Biblos.js, a.k.a. Morpheus for Ancient Greek
- look main Philosophy section
all words in the text (usually a sentence, or a few sentences) are checked in the special hand-made dictionary of “Terms.” Here in “terms” I call words that do not require further analysis. For example, all forms of pronouns, articles, all unchangeable entries in the dictionary, irregular verb forms, etc. For example, words in a phrase εἴ περ γάρ ἐστιν ἡ ψυχὴ ἐν has only one non-term word the - ψυχὴ, and all others are particles, prepositions, articles, and the finite form of verb “to be”, - so, “terms”.
Antrax module - https://github.com/mbykov/antrax divides the word form into chains of all possible segments (for a long word, there can be tens of thousands of chains).
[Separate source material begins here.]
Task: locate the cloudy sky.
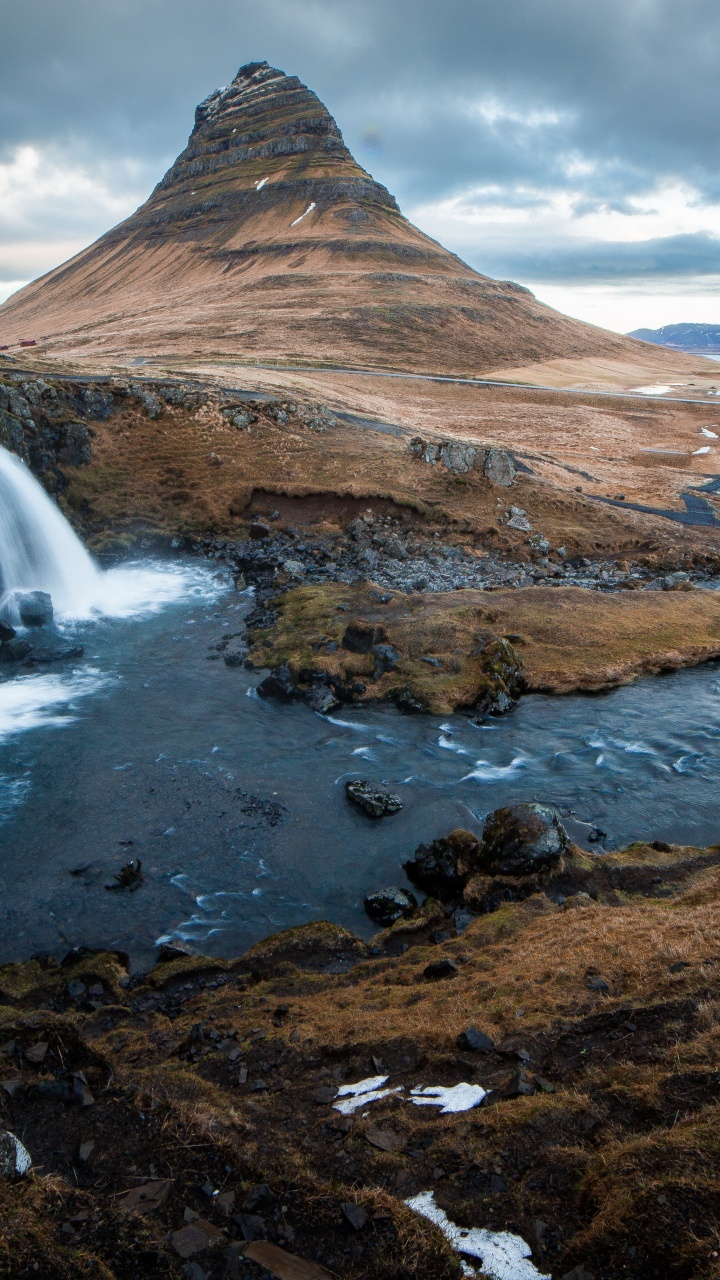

And then selects the best chains, establishing correspondence between segments. Matches may be
- prefix - prefix - stem - ending
- stem - connecting vowel - stem - ending
- stem - suffix (e.g. participles) - ending
- etc, etc, any meaningful combinations
So. Morpheus easily identifies rather complex forms, for example προσδιαιρέω => προσ-δι-αιρέω, ἀμφοτερογνώμων => ἀμφοτερ-ο-γνώμων, etc
To establish a connection between the stem and the ending, Morpheus has a special module. This module creates a Flex database for all wordforms from the resource https://en.wiktionary.org/wiki/Category:Ancient_Greek_lemmas - more than 300 thousand word forms. The same wordforms are tests, so Morpheus has more than 300 thousand tests also. The Flex database serves as a filter, trained on data from wiktionary.org. Something like a black box. What happens in it does not interest us, but all tests goes ok. So Morpheus has no ready-made “paradigm system.” It automatically establishes an unambiguous correspondence between the wordform and the dictionary entries, and nothing more.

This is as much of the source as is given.